What is happening?I called him to make peace, to get some closure, and instead I was reminded that I was alone and that the only thing I’d managed to do with my life was to turn myself into my grandmother.
I started pacing around the room because after this conversation, I couldn’t call my grandmother and apologize. I didn’t deserve any of it.
My breathing was heavy, my heart pounding fast in my chest, trying to make an escape. The only thing I could hear was my heartbeat inside my head. Adrenaline rushed through my veins.
“Oh my god,” I mumbled. “Calm down, crazy. Get it together.”
It was fine. I simply needed some time and space to sort everything out, but damn if this conversation hadn’t riled me up.
“Think,” I muttered to myself. “Calm down and think.”
I stood by the window, watching activity right outside the hotel starting to pick up. The streetlamps would soon be casting a golden glow on the diners walking to their destination, completely unaware of how my world was crumbling down.
The long silence brought up all of those feelings of inadequacy, feelings that I’d buried so deep I didn’t even know where to start looking. Clearly, I wasn’t good enough for Manuel, and obviously I wasn’t good for him. I had always had to work hard to be good enough for Susana, but should that be how I lived my life? Always trying to be better rather than being enough?
The knock on the door jolted me from my thoughts.
“Hey,” I said with an attempt of a smile on my face as I opened the door. “Did you forget something?”
He had the saddest smile on his face, his eyes lined with caution and pity.
“What happened? You’re looking at me with your pity eyes,” I said. “Just tell me, please. I’m not in the mood for anything else today.”
“Vee. Sit down.” He grabbed my hand as he made his way into my room and sat down on the small loveseat in the living area, tugging me to his side. “I went to the records office; I have some answers.”
15
THE TRUTH
He’s dead.Confirmed dead.
The expression on Santiago’s face mirrored the one that his grandparents had back in the house earlier that day.
For the past week, the only thing I had been able to do was add on more questions to my already confusing life. At least I had something that resembled closure in my relationship. Now the questions as they related to my grandfather’s disappearance kept adding up, and the answers we were able to start getting weren’t even scratching the surface.

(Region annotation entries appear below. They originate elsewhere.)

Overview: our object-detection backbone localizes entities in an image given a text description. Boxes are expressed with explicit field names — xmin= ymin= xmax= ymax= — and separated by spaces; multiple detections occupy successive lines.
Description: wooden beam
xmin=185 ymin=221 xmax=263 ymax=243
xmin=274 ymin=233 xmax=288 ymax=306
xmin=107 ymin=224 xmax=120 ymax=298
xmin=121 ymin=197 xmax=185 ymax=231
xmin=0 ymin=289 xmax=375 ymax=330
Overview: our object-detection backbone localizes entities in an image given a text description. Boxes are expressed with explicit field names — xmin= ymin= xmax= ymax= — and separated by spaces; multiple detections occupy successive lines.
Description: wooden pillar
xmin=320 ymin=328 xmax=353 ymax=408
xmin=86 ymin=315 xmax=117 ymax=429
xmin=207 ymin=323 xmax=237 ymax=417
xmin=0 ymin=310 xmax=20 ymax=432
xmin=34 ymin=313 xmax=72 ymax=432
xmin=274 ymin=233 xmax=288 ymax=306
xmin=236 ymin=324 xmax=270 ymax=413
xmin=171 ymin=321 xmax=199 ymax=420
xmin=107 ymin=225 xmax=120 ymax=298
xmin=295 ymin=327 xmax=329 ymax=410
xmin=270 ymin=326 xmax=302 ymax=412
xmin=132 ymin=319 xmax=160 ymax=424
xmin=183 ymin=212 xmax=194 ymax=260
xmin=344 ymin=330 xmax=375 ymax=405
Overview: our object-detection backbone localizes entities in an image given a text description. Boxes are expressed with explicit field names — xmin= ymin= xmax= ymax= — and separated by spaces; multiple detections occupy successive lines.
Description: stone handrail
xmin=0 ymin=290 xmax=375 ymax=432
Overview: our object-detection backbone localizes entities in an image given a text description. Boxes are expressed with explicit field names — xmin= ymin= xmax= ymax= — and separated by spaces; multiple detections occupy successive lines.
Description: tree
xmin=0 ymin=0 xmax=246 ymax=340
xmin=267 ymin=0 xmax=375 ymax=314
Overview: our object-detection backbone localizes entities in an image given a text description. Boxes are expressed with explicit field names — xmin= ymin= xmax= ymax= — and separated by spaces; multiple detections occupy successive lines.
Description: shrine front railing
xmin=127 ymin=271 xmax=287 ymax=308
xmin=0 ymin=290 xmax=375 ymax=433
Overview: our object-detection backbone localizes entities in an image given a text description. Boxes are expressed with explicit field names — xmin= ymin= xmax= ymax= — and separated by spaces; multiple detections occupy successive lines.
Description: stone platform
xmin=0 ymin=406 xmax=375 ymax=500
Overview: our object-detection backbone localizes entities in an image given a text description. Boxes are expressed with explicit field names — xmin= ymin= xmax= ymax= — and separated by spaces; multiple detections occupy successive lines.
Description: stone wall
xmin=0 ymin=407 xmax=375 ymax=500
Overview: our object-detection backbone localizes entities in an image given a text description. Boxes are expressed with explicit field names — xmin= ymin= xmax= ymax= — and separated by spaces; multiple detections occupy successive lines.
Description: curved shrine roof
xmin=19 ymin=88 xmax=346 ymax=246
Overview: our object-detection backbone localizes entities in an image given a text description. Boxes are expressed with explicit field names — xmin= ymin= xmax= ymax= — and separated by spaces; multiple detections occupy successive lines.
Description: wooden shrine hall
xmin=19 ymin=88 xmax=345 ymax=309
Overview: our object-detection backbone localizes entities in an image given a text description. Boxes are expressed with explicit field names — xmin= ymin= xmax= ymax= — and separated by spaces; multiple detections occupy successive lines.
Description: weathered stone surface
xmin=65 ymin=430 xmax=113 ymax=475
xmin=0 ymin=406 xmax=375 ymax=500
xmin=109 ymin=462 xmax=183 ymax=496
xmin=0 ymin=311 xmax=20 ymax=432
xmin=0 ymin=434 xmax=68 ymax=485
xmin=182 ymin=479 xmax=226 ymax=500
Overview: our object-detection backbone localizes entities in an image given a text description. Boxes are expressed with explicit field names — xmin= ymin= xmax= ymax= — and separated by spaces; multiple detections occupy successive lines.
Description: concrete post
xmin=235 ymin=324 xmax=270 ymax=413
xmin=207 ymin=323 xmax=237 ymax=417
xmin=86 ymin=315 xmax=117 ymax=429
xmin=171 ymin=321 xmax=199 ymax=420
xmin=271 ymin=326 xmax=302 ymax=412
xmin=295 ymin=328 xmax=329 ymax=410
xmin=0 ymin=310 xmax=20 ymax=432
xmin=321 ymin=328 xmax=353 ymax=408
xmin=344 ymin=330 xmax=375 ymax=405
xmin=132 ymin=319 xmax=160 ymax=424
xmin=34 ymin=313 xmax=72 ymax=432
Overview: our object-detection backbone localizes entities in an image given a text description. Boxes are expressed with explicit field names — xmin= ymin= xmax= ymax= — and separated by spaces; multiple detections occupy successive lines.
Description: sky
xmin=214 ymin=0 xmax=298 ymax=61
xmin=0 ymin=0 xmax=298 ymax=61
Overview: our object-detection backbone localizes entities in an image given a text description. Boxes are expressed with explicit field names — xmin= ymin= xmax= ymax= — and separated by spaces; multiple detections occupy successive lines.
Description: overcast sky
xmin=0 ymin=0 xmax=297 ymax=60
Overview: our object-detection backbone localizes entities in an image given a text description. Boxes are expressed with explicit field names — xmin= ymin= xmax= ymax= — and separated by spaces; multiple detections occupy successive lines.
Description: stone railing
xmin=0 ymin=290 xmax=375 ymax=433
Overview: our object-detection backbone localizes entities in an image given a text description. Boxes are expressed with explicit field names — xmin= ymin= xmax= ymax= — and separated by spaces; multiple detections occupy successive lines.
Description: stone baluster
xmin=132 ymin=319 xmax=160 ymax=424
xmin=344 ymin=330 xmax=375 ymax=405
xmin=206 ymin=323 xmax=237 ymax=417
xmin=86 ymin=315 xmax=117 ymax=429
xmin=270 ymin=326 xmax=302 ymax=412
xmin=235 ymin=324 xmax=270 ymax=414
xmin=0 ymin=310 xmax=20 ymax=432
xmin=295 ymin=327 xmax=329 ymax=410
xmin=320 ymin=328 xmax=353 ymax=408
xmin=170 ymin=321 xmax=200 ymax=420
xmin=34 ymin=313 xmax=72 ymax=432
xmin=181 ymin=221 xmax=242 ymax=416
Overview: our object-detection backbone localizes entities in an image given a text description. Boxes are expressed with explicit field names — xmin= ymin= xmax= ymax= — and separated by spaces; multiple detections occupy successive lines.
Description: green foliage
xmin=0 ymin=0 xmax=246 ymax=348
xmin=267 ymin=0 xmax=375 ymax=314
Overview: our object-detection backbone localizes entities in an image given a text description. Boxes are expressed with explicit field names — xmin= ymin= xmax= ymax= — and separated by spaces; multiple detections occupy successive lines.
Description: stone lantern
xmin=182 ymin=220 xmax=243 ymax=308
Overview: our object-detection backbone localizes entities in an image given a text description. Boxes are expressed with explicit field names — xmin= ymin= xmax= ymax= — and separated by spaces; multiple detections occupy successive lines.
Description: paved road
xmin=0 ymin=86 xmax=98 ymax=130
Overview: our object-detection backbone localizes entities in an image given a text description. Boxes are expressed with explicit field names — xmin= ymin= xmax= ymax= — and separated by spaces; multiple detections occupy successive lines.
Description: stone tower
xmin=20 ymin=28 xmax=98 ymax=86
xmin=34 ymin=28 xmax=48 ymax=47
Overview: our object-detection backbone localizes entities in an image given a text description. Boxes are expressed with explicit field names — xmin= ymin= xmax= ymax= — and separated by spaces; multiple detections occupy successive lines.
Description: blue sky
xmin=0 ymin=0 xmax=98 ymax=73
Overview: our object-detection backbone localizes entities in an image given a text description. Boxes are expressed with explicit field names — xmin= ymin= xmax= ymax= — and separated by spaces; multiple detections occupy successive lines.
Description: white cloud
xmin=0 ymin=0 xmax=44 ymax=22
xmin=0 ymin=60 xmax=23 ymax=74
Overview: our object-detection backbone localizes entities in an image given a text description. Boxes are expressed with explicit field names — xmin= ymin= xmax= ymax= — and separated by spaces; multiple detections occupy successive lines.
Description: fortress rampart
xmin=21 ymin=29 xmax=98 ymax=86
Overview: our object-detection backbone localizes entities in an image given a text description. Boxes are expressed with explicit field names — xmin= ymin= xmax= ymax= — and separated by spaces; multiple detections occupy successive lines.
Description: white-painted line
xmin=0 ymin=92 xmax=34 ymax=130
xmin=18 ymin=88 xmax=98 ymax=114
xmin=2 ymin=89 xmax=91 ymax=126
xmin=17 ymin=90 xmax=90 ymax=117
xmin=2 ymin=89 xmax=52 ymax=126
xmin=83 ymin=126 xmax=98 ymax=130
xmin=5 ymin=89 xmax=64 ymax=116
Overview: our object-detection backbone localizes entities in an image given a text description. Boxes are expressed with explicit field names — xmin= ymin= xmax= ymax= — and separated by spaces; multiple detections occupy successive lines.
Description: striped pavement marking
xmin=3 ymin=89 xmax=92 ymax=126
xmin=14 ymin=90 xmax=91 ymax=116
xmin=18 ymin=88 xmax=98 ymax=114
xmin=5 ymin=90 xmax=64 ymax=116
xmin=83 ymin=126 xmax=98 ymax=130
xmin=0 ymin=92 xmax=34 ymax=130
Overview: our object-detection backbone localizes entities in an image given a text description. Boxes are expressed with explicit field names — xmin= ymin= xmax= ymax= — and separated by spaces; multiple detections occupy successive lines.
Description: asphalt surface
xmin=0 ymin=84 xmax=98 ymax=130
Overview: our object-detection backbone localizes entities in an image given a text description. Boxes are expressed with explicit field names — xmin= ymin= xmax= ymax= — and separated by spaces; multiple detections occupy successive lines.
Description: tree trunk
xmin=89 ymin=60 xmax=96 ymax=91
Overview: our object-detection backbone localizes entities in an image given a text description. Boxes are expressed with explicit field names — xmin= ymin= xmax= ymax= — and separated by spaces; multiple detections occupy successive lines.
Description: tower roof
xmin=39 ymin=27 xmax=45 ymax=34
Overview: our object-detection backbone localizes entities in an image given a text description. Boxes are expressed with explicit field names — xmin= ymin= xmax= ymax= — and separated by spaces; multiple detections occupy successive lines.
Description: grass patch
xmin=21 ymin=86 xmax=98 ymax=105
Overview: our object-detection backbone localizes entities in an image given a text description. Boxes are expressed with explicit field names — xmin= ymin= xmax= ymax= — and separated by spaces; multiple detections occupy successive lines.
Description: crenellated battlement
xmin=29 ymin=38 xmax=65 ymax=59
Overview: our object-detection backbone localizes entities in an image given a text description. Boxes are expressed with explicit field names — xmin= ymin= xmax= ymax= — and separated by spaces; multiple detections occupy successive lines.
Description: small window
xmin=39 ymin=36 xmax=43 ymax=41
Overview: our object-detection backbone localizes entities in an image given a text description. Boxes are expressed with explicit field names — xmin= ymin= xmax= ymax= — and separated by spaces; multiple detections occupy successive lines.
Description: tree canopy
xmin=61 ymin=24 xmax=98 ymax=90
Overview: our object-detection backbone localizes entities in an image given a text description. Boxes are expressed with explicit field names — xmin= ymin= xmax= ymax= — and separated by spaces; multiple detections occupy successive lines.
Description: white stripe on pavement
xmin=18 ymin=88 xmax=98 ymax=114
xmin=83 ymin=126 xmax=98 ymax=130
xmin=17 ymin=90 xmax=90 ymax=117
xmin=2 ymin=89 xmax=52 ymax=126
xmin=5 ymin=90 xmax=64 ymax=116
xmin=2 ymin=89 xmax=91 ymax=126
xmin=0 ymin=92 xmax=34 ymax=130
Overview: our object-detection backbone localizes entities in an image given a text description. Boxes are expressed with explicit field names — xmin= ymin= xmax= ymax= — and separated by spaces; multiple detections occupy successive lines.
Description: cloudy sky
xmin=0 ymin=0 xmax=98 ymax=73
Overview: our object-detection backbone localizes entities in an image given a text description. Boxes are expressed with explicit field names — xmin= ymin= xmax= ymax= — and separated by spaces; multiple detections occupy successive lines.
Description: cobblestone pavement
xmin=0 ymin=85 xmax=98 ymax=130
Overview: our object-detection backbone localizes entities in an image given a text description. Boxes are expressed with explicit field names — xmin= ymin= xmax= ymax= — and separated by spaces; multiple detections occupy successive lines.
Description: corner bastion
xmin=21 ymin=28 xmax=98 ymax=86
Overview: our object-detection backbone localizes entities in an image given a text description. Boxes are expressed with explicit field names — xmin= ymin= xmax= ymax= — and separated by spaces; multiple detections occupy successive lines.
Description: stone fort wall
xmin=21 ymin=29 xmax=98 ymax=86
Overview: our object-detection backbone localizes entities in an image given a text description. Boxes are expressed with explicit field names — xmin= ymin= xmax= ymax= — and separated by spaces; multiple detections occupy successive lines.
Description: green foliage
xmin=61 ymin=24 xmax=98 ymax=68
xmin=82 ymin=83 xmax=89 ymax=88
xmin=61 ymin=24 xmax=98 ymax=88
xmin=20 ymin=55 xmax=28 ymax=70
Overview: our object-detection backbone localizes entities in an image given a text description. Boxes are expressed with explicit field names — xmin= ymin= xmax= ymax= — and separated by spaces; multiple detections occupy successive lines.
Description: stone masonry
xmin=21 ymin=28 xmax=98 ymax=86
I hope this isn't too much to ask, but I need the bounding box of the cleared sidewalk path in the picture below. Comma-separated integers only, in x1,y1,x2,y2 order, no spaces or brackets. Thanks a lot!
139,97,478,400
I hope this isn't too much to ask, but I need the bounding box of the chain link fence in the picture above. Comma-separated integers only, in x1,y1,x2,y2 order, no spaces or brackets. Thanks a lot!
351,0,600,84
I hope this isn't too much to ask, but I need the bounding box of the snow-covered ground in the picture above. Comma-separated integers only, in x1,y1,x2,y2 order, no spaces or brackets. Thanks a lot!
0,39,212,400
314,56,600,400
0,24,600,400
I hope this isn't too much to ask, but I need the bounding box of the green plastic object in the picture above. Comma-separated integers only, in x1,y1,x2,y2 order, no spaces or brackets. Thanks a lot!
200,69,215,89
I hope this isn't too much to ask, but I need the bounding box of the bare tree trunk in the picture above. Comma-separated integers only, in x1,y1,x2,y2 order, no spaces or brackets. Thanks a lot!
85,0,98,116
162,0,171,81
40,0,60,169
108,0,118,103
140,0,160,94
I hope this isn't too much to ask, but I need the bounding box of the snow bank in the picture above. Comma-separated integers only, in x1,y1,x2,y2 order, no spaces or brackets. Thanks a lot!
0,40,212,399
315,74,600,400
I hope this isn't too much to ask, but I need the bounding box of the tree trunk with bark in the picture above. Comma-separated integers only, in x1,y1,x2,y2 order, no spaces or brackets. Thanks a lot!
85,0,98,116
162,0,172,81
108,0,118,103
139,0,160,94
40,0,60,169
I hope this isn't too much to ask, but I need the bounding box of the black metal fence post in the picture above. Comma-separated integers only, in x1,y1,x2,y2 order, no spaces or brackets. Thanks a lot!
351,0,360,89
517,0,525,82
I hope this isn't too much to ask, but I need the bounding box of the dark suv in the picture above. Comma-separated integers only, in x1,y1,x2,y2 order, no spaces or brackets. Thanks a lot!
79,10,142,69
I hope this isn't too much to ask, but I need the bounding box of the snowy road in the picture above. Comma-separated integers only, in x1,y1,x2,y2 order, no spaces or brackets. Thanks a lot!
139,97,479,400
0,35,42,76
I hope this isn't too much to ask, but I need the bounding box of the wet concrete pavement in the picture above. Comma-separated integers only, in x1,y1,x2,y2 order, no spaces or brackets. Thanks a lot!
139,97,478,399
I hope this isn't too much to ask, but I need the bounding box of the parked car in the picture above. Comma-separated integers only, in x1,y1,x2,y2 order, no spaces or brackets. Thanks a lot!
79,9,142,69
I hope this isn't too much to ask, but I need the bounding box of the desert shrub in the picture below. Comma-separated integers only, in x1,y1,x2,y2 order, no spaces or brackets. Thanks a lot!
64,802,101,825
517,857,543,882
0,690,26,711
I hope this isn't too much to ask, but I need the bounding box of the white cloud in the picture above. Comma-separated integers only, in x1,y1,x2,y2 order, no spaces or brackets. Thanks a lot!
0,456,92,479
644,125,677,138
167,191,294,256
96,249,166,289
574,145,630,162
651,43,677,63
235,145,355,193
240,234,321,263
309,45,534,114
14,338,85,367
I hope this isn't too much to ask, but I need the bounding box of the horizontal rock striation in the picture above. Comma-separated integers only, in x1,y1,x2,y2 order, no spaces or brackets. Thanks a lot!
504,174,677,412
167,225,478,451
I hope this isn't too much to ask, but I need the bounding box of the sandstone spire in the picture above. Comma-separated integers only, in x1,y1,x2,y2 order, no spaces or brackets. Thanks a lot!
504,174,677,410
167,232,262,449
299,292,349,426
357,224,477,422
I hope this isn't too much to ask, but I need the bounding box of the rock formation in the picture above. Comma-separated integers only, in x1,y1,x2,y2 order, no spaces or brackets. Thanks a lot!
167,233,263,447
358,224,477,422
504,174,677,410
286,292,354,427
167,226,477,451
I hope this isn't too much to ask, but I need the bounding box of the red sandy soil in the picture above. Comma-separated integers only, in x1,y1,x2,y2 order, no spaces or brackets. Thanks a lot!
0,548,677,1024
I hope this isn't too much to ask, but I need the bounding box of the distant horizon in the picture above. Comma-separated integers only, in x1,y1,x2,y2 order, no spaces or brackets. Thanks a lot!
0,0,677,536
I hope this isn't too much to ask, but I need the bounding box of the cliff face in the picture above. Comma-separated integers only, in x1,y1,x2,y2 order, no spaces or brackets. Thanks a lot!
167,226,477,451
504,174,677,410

“Dios.”Oh, my god. “I mean, I—”
“I know,” he replied, his eyes wide. “It’sliterallyunbelievable. Like, I can’t believe it.”
Turned out, this man, who everyone referred to as Enrique, showed up in town with essentially the clothes off his back and knocked on Santiago’s grandfather’s door. They knew each other from law school and had kept in contact, so he assumed—correctly—that Carlos would help him out. He set him up with a job at his firm. Although my grandfather was a corporate lawyer, he was able to help out in the small family firm. He lived right next door to him in a small house that was owned by one of their family members and only used during the summers, so they came to an agreement and rented it out to him for the remainder of the year.
He worked hard, apparently. Kept mostly to himself, choosing to live a private life in the town where everyone knew who he was. No one asked questions, but everyone knew who he was—Carlos’s friend from law school who was going through a rough patch with his family and needed time and space to sort things out.
Apparently, the townlovedhim. Like, adored the man. Even though he kept to himself, he was a generous citizen, donating his time to some of the local initiatives. Sometime in July or August of the year he moved to town, he was appointed to the board of the newly reopened community center, where he helped with some of the legal affairs and helped them set up their nonprofit status.
“Vee, on paper, he was an amazing man,” Santiago said. “I don’t get it.”
“Welcome to my life!” I said, a little too loudly for my taste. I had been pacing the floor of the room as Santiago told me all these things. I tried to find a spot to sit but couldn’t get comfortable. My skin itched, my heart hammering inside my chest. Essentially, everything I ever knew about this man had been a lie. A fabrication, but I wasn’t ready to point fingers just yet. Had he staged his own kidnapping? Is that what my grandmother still thought to this day? That he had been kidnapped? “So what happened to him?”
“He died in a fire. Apparently, his house caught fire in December of the year he moved here. It was ruled accidental, and the case was closed.”
“That doesn’t make any sense to me at all.” Why would he run away from his family with basically the clothes off his back and come to this town? Susana spoke so well of him, of how dedicated to her and their children he was. And he suddenly disappeared? I mean, the kidnapping story did make sense, right? He was a high-profile corporate lawyer, excelling in his career. With a dedicated wife and seven children, a very active social life, involved in the community.
It seemed almost like he plucked himself out of the city and moved here and continued living almost the same life, except without his family.
“Growing up, I felt like he was this larger-than-life figure in our family. I already told you this,” I said, standing by the window and looking out to see the stars starting to pop against the dusk sky. I was repeating myself now. I had told him this already, but it kept coming out the same way. “Susana always— and I mean always—speaks so highly of him. Everyone, really. I don’t understand.”
“Do you think there could be a reason why the stories are different? Maybe he faked his own kidnapping, and that’s the only thing that Susana knows?”